Évidemment, le fait d’avoir perdu aussi leur maison et toutes leurs petites possessions n’arrangeait pas les choses. Comme vous l’avez sans doute observé, se retrouver chez soi, dans sa chambre à soi, dans son lit à soi peut procurer, quand tout va mal, un début de consolation. Or les lits des enfants Baudelaire avaient été réduits en cendres. Mr Poe les avait emmenés sur les décombres de la grande demeure, dans l’espoir d’y trouver quelque objet récupérable, mais le spectacle avait été un crève-cœur. Dans la fournaise, le microscope de Violette s’était mué en masse informe, le stylo de Klaus en serpent rôti, et tous les anneaux de dentition de Prunille avaient fondu. Ici et là, les enfants avaient repéré des vestiges de ce qu’ils avaient aimé : un bout de queue de leur piano à queue ; l’élégant flacon (un peu tordu) dans lequel leur père mettait son eau-de-vie ; le coussin (roussi) de la banquette où leur mère s’asseyait pour lire…
Privés de nid, les enfants Baudelaire n’avaient d’autre toit, pour se remettre du choc, que celui de la maison Poe, laquelle n’offrait pas grand réconfort. Mr Poe, très occupé – entre autres à régler les affaires Baudelaire –, n’était que rarement chez lui et, lorsqu’il rentrait, ses quintes de toux l’empêchaient pour ainsi dire d’avoir une conversation. Mrs Poe avait acheté pour les orphelins des vêtements de couleurs ridicules et qui grattaient horriblement. Quant aux enfants Poe – Edouard et Edgar –, c’étaient deux gaillards aussi tapageurs qu’odieux, avec qui les enfants Baudelaire partageaient une chambre étroite à l’odeur suspecte, un peu celle d’une fleur Carnivore.
Malgré ces conditions désastreuses, les trois enfants eurent un frisson d’appréhension lorsqu’un soir, au dîner – triste dîner de poule bouillie avec des pommes de terre bouillies et des haricots verts bouillis –, Mr Poe annonça qu’ils quittaient la maison le lendemain.
— Parfait ! déclara Edouard, un bout de patate coincé entre ses dents de devant. On va récupérer notre chambre. Pas trop tôt ! Violette et Klaus sont des bonnets de nuit. Avec eux, on s’embête comme des rats morts.
— Et la petite rabougrie est tout le temps en train de mordre, ajouta Edgar en jetant par terre un os de poulet – comme un sauvageon de l’âge de pierre et non comme le rejeton d’un honorable banquier.
— Mais pour aller où ? s’inquiéta Violette.
Mr Poe ouvrit la bouche, mais fut pris d’une quinte de toux.

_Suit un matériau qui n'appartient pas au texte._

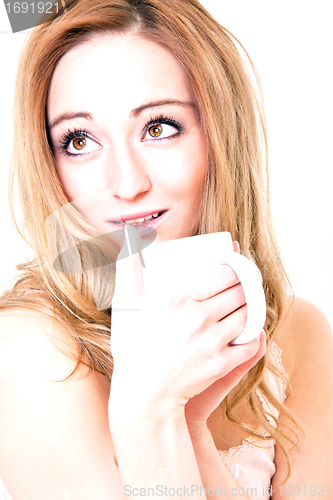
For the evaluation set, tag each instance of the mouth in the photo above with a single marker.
(143, 221)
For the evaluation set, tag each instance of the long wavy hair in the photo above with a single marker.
(235, 194)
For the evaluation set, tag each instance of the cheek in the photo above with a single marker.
(77, 181)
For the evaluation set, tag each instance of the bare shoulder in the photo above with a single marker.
(58, 412)
(36, 339)
(306, 340)
(305, 337)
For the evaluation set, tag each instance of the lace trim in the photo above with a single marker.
(240, 452)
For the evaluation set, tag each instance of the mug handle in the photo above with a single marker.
(251, 280)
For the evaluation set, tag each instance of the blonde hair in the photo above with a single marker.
(235, 195)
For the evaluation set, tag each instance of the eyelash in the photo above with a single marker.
(166, 120)
(70, 135)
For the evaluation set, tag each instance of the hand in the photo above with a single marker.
(201, 406)
(170, 350)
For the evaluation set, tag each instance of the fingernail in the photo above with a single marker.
(134, 242)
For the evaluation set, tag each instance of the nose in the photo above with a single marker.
(128, 174)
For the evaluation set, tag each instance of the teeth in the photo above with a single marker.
(140, 219)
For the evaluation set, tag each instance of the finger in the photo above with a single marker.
(258, 348)
(235, 375)
(224, 303)
(129, 281)
(235, 244)
(230, 327)
(214, 281)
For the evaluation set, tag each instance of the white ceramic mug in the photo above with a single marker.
(176, 267)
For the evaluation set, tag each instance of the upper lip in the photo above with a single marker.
(137, 215)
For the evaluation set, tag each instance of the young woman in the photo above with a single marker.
(144, 109)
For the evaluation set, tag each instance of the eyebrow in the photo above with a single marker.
(70, 116)
(154, 104)
(133, 114)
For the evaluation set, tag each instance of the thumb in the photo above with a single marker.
(129, 282)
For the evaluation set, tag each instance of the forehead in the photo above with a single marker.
(117, 71)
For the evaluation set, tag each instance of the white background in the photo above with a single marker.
(291, 44)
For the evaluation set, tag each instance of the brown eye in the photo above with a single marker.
(155, 130)
(79, 143)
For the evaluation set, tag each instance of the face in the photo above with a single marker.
(126, 135)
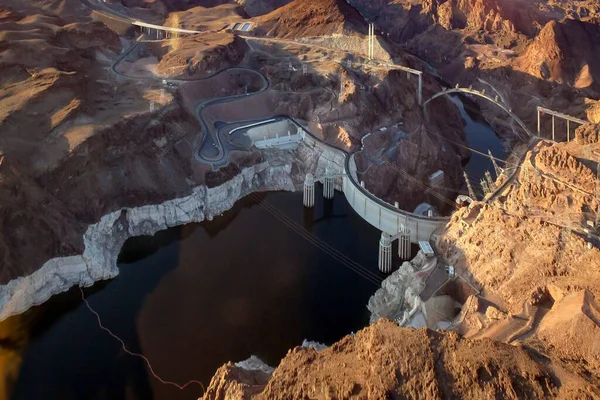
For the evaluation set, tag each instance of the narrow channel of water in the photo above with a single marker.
(194, 297)
(481, 137)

— Je me suis arrangé, dit-il enfin, pour vous confier aux bons soins d’un parent à vous, un parent éloigné qui habite à l’autre bout de la ville. Le comte Olaf. C’est son nom.
Les enfants Baudelaire s’entre-regardèrent, incertains. D’un côté, ils n’avaient aucune envie d’habiter plus longtemps chez les Poe. D’un autre côté, ils n’avaient jamais entendu parler de ce comte Olaf et se demandaient à quoi s’attendre.

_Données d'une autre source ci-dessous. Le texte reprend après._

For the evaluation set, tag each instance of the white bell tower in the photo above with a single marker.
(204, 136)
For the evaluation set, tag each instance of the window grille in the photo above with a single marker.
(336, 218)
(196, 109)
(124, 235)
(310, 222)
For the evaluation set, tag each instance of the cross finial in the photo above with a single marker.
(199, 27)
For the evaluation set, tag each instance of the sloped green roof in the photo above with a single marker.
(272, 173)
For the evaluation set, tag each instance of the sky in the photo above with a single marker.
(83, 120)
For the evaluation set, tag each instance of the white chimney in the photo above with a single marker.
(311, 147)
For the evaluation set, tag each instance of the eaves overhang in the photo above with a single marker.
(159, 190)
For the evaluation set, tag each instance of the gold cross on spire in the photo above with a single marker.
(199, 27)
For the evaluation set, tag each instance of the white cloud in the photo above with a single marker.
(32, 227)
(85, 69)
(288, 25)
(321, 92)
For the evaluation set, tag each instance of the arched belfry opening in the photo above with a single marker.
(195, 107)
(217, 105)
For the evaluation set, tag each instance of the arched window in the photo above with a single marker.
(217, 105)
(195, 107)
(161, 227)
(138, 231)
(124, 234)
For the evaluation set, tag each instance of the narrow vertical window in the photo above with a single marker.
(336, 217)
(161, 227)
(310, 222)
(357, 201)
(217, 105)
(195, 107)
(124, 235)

— Le testament rédigé par vos parents, reprit Mr Poe, précise que vous devez être élevés avec le moins de bouleversements possible. En restant dans notre bonne ville, vous serez dans un environnement familier. Et ce comte Olaf est le seul de votre famille à vivre dans les murs de notre belle cité.
Klaus médita là-dessus une minute, en mâchouillant un haricot vert hautement résistant.
— Mais jamais nos parents ne nous ont parlé de ce comte Olaf, dit-il. Quel est son lien de parenté avec nous, au juste ?
Mr Poe soupira et jeta un regard à Prunille qui écoutait intensément, les dents plantées dans sa fourchette.
— C’est un cousin éloigné à vous. Petit-neveu d’un arrière-grand-oncle de votre arrière-arrière-grand-mère, ou arrière-grand-oncle d’un petit-neveu de votre arrière-arrière-grand-père, peu importe. Ce n’est pas votre plus proche parent dans l’arbre généalogique, mais c’est le plus proche géographiquement. C’est pourquoi…
— Mais s’il habite en ville, coupa Violette, pourquoi nos parents ne l’ont-ils jamais invité ?
— Sans doute parce qu’il est très occupé. Il est acteur de théâtre et fait souvent de longues tournées à travers le monde.
— Je le croyais comte, objecta Klaus.
— Il est les deux, dit Mr Poe. Acteur et comte. Et maintenant, les enfants, je m’en voudrais de vous bousculer, mais il est grand temps pour vous de réunir vos affaires. Pour ma part je retourne à la banque, j’ai encore deux ou trois choses à régler. Tout comme votre nouveau tuteur, je suis quelqu’un de très occupé.
Les enfants Baudelaire auraient bien aimé poser d’autres questions, mais Mr Poe s’était levé de table. Il les salua d’un petit geste et quitta la pièce. Ils l’entendirent tousser dans son mouchoir, puis la porte d’entrée grinça. Il était parti.
— Bien, conclut Mrs Poe. Allez vite faire vos bagages, vous trois. Edgar, Edouard, aidez-moi à débarrasser la table, s’il vous plaît.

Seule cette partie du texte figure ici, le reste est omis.